Bori (b. 1995, Hungary) finished her first master studies in sculpture-restoration at the Hungarian University of Fine Arts, now graduated from Glasgow School of Art in M.Litt Sculpture. In her practice, Bori draws inspiration from nature, science, and psychology. Her early works were mainly formal investigations in abstract and impossible forms while trying to maintain an experimental practice and try to work with a wide variety of different materials.
In her latest works she was interested in topics like mental health, self and body image, and conceptions of reality, while focusing on using only natural materials, like stone and plaster. Her sculptural works are connected through their main focus revolving around the ideas of the contemporary human condition, the self, body and identity, and change.
Dissolution / Ego death
BODY AND ABSENCE / UNREALISTIC REALITY I
Body and absence / Unrealistic reality II
When we look at these legs I feel like there is no sense of loss towards the absence of the body. These mannequin legs (or just mannequins in general) are usually completely disproportionate compared to reality. The controversy of beauty standards and unrealistic expectations for women has created many unhealthy body images. In my work, the Body and absence / Unrealistic reality I., I tried to reflect on these social issues about female body image, and thoughts about body positivity. This piece is an exploration of the body and its absence, and a monument for body hair.

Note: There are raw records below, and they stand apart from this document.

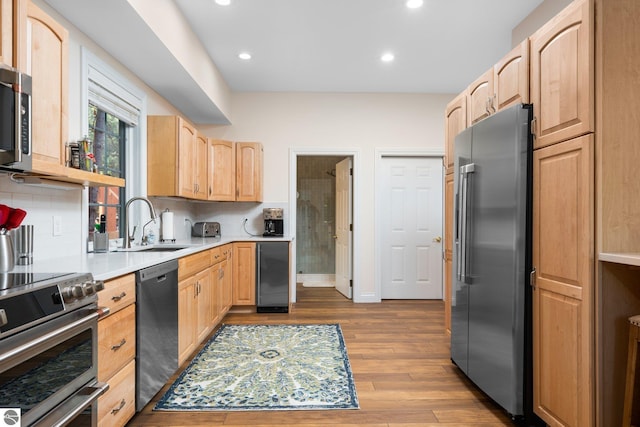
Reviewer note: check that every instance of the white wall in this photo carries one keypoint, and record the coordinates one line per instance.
(360, 123)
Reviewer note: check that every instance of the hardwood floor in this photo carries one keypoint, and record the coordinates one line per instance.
(399, 356)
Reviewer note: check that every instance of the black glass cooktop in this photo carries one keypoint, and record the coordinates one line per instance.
(15, 280)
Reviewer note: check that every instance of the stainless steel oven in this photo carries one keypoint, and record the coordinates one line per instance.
(48, 349)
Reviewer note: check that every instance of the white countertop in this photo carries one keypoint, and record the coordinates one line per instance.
(108, 265)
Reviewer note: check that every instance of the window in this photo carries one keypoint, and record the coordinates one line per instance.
(107, 134)
(114, 124)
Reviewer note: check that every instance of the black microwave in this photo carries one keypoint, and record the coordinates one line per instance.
(15, 120)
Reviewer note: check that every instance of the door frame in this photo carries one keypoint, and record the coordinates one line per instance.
(390, 152)
(293, 200)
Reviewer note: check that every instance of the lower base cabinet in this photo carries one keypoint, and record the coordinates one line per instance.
(118, 405)
(116, 352)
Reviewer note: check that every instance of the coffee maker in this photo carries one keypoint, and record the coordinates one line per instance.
(273, 222)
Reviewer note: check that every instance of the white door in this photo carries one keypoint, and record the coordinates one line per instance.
(411, 227)
(344, 230)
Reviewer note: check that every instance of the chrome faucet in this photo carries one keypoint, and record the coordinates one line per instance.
(128, 238)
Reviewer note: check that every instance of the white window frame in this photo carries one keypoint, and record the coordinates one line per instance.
(120, 93)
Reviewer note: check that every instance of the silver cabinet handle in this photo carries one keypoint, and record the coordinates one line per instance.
(119, 297)
(118, 346)
(119, 408)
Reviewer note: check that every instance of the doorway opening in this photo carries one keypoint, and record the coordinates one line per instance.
(322, 214)
(316, 220)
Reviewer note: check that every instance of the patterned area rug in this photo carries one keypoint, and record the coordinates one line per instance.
(266, 367)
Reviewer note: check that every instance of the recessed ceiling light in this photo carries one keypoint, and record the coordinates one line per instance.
(387, 57)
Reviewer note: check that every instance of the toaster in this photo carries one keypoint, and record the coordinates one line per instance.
(205, 229)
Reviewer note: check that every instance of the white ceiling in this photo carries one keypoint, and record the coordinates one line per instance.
(309, 45)
(335, 45)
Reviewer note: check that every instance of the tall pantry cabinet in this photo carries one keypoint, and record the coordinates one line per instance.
(585, 90)
(563, 222)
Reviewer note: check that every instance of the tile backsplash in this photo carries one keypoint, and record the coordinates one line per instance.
(42, 205)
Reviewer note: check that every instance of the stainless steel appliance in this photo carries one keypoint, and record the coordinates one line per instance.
(48, 348)
(273, 222)
(15, 120)
(205, 229)
(272, 279)
(491, 298)
(156, 329)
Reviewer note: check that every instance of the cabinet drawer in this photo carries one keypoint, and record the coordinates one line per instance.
(118, 293)
(116, 341)
(117, 405)
(192, 264)
(216, 255)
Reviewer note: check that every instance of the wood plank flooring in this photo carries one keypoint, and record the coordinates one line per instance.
(399, 356)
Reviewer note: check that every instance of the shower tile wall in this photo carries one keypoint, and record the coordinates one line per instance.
(315, 214)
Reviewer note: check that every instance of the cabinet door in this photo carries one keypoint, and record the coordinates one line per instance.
(226, 287)
(479, 97)
(47, 65)
(201, 167)
(448, 248)
(186, 159)
(249, 171)
(563, 311)
(455, 122)
(222, 170)
(116, 342)
(562, 77)
(203, 298)
(244, 273)
(187, 318)
(511, 78)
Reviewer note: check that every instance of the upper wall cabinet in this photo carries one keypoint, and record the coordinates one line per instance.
(511, 78)
(176, 158)
(46, 62)
(222, 170)
(562, 77)
(249, 171)
(455, 122)
(479, 98)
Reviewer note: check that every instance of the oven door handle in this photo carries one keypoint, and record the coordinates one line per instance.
(35, 343)
(73, 406)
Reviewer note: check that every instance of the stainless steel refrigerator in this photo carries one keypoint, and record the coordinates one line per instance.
(491, 297)
(272, 281)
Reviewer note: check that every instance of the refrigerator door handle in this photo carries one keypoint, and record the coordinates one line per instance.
(464, 255)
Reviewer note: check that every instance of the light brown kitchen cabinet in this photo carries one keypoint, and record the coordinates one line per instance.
(221, 282)
(511, 78)
(455, 122)
(562, 75)
(480, 97)
(44, 58)
(222, 170)
(244, 273)
(249, 171)
(194, 302)
(187, 320)
(226, 279)
(563, 259)
(448, 248)
(176, 158)
(201, 167)
(116, 351)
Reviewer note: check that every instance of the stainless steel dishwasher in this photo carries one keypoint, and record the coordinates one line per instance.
(156, 329)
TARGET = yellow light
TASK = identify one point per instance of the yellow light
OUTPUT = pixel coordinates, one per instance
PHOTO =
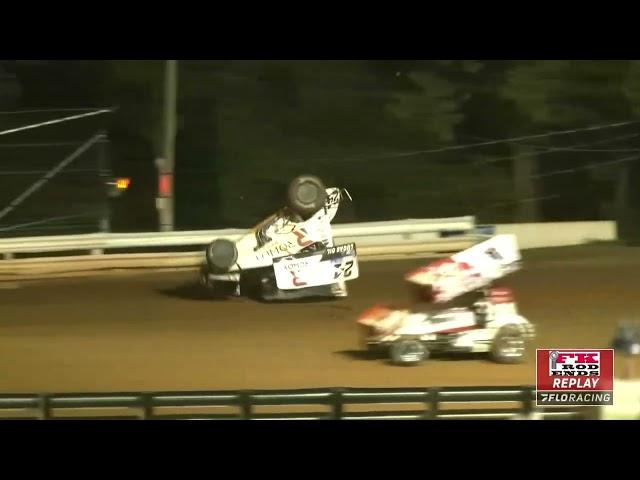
(122, 183)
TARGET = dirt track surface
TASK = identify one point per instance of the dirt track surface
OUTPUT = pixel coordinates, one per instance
(154, 332)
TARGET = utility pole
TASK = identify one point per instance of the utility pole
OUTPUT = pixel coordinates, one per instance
(165, 200)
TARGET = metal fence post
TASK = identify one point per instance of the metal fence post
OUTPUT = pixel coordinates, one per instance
(245, 405)
(336, 404)
(45, 407)
(147, 407)
(433, 402)
(104, 173)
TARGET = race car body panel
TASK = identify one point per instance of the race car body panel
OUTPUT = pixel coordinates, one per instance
(471, 269)
(281, 235)
(313, 269)
(489, 324)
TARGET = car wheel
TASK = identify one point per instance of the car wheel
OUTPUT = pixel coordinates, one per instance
(306, 195)
(408, 352)
(221, 255)
(509, 345)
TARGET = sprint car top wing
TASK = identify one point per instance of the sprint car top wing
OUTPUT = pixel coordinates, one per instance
(471, 269)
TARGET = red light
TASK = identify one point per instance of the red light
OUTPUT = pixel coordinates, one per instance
(122, 183)
(165, 185)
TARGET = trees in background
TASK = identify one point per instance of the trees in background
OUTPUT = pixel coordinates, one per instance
(246, 127)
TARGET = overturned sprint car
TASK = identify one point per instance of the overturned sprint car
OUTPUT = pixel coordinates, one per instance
(290, 255)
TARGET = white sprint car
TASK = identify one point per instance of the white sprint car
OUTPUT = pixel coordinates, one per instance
(289, 255)
(485, 319)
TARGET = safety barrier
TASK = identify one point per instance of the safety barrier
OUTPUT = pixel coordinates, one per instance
(329, 404)
(40, 256)
(372, 234)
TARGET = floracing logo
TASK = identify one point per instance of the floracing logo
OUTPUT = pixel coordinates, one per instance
(574, 377)
(574, 363)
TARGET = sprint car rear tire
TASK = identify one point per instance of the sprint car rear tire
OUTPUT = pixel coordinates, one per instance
(221, 255)
(408, 352)
(306, 195)
(509, 346)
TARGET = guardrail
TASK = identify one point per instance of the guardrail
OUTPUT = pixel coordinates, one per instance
(94, 252)
(371, 233)
(316, 404)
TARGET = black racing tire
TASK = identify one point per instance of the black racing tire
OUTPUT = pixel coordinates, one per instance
(408, 351)
(221, 255)
(509, 346)
(306, 195)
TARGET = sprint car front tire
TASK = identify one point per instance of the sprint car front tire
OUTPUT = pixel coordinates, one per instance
(221, 255)
(306, 195)
(408, 352)
(509, 345)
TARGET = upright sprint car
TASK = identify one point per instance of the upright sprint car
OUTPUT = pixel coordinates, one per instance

In this sculpture, I wanted to make realistic but fake pills, out of stones. Representing the heaviness of accepting and taking things without actually understanding them. Each pill being hand sculpted one by one is a reflection on the state of the mind and the way we could control the feeling in our body and mind. The “candy-like” appearance of these stone pills are indicating intimacy, harmlessness, and a model of minimalist order, hiding or banishing the fears of death and decay, the way medicine does, as it is promising that much but can only stave off the inevitable.
Pile of Polyphemus
The main inspiration for this sculpture was Homers’ Odyssey. The decapitated heads are copies of an antique original stone sculpture (Head of Polyphemus, made around 150 B.C.). Using a mostly minimalist color scheme, with one or two brighter colors, we could see this beheading violence (that is also a reflection on the blinding of the character) in a playful but forceful way, indicating the change. In Odyssey, Polyphemus loses his head and that causes his death. This indicated for me an important lesson about self-control (specifically in the context of change). This sculptural piece is about the understanding of how much more difficult it could get when we try to manage change without sufficient self-control and understanding. And how important is to try to stay calm under pressure and keeping focused, and accepting the fact that most of life is out of our control.